Bill and hold transaction is important transaction which can inflate the
income of any businessman who sell goods to his customer. So, you
should understand what is this. Bill and hold is that business
transaction in which customer buys goods or service from his vendor.
Seller gets its price and under agreement, he does not deliver the goods
to the customer.
Received amount is also not advance but under bill and hold agreement. For example, Mr. A bought goods from Mr. B Company of $ 10,000. They have agreed Mr. B company will send delivery of $ 10,000 goods to Mr. A in the beginning of next year. Now, This advance $ 10,000 is not liability but it is the revenue of Seller under agreement. Seller can do same bill and hold agreement with other 10 parties and inflate his revenue in his income statement. Buyer will also not show it as asset. But sometime, if both parties wants to show it in financial statement.
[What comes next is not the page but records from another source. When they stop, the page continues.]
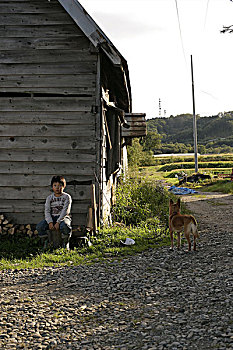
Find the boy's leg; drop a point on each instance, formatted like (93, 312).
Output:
(66, 231)
(42, 228)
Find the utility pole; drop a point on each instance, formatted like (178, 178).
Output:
(194, 121)
(159, 108)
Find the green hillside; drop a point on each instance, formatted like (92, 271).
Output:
(215, 133)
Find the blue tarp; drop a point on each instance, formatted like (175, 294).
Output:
(181, 190)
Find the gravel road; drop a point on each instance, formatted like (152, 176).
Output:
(155, 300)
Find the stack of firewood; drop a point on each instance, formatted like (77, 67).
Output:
(7, 227)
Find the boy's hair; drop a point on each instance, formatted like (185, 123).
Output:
(59, 179)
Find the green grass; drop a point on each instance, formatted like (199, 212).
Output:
(223, 186)
(107, 245)
(141, 213)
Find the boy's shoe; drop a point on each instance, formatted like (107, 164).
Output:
(66, 242)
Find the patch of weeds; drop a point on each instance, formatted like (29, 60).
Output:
(141, 213)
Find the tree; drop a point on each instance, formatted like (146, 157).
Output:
(151, 141)
(227, 29)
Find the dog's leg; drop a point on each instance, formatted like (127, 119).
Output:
(172, 241)
(187, 235)
(178, 240)
(194, 243)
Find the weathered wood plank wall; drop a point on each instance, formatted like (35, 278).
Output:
(47, 98)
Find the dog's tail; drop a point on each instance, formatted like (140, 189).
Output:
(194, 228)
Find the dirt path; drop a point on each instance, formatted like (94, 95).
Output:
(214, 211)
(156, 300)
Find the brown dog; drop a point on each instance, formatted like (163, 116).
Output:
(179, 222)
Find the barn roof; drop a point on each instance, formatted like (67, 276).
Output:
(98, 39)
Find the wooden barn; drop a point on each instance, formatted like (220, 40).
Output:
(65, 109)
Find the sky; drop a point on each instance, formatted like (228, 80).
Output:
(158, 37)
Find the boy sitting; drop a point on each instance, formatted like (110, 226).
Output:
(57, 212)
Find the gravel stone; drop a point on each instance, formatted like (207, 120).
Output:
(159, 299)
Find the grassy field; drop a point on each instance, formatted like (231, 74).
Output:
(141, 213)
(167, 169)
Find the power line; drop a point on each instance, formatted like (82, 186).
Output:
(206, 12)
(181, 38)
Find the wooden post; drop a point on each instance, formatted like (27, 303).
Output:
(55, 238)
(94, 208)
(194, 121)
It will like
Income statement of Vendor $ 10000 as revenue.
Balance sheet of Vendor $ 10,000 as liability of sending goods or service.
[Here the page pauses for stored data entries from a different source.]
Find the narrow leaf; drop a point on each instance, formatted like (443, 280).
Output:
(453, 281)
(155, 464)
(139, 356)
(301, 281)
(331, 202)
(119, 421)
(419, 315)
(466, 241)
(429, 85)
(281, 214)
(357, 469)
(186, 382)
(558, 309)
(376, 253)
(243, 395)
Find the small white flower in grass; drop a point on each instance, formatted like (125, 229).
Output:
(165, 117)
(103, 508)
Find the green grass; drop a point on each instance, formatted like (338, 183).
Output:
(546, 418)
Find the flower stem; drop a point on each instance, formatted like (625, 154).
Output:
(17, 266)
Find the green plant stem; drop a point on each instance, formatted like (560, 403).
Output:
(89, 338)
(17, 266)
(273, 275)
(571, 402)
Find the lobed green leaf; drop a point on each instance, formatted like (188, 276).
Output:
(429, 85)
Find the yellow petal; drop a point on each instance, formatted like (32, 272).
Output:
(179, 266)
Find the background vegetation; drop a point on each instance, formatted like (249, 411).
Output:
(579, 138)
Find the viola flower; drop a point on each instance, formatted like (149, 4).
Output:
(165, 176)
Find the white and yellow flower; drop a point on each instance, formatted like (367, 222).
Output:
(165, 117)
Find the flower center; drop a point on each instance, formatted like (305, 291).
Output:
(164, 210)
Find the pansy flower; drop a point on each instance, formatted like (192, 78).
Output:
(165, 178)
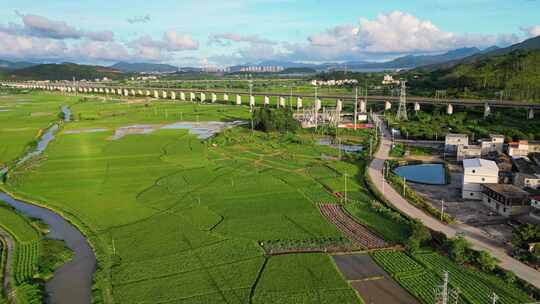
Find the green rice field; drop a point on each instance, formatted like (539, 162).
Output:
(176, 219)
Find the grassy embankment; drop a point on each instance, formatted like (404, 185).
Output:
(34, 258)
(183, 214)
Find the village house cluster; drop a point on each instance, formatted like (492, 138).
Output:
(503, 176)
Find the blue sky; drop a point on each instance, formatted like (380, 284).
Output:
(208, 32)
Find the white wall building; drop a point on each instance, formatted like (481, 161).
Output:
(476, 172)
(452, 141)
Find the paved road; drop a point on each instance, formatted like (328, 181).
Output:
(474, 235)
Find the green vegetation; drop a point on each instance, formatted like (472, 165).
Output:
(522, 236)
(272, 120)
(410, 195)
(34, 258)
(63, 71)
(515, 73)
(433, 123)
(22, 119)
(175, 218)
(421, 272)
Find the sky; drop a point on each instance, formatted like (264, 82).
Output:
(228, 32)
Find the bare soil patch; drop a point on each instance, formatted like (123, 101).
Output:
(382, 291)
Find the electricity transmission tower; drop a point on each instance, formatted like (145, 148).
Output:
(444, 294)
(402, 110)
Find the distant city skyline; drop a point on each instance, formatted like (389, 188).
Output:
(208, 33)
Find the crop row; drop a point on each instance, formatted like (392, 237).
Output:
(26, 260)
(473, 286)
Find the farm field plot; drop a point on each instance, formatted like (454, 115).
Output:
(27, 244)
(177, 219)
(371, 281)
(357, 233)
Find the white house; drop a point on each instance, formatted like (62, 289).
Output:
(477, 171)
(495, 143)
(453, 141)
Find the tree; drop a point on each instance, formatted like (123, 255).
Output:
(458, 249)
(485, 261)
(270, 120)
(419, 235)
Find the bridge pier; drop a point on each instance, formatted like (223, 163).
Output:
(339, 105)
(363, 106)
(318, 104)
(387, 105)
(416, 106)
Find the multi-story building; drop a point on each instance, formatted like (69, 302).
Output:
(506, 200)
(535, 207)
(476, 172)
(453, 141)
(468, 151)
(495, 143)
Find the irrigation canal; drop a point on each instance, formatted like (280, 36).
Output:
(72, 282)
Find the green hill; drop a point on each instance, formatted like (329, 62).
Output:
(516, 73)
(64, 71)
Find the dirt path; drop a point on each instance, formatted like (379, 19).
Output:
(474, 235)
(7, 267)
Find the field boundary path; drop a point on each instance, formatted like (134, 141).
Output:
(475, 236)
(354, 231)
(8, 241)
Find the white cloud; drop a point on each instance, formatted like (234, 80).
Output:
(139, 19)
(227, 38)
(39, 26)
(532, 31)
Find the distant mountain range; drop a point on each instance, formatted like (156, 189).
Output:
(423, 63)
(62, 71)
(8, 65)
(405, 62)
(514, 70)
(143, 67)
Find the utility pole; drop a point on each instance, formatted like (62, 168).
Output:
(345, 187)
(355, 107)
(402, 110)
(442, 210)
(404, 184)
(494, 298)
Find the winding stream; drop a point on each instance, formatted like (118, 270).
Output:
(72, 282)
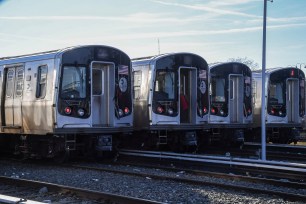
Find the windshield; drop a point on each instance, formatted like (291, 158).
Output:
(164, 85)
(217, 89)
(73, 82)
(276, 93)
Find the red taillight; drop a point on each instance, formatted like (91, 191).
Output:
(68, 110)
(249, 111)
(126, 110)
(160, 109)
Off-balance sheet of Vendor : $10,000 as asset of stock in hand without delivery which he can use to sell other and inflate his earning upto $ 10,000.
Income statement of Buyer : $ 10,000 as Expense of buying goods or service
Balance sheet of Buyer : $ 10,000 as Asset of Receivable Goods or Service
Practical Example : Nortel Networks Corporation of Canada has done such agreement in the form of vendor and inflate his revenue millions of dollars.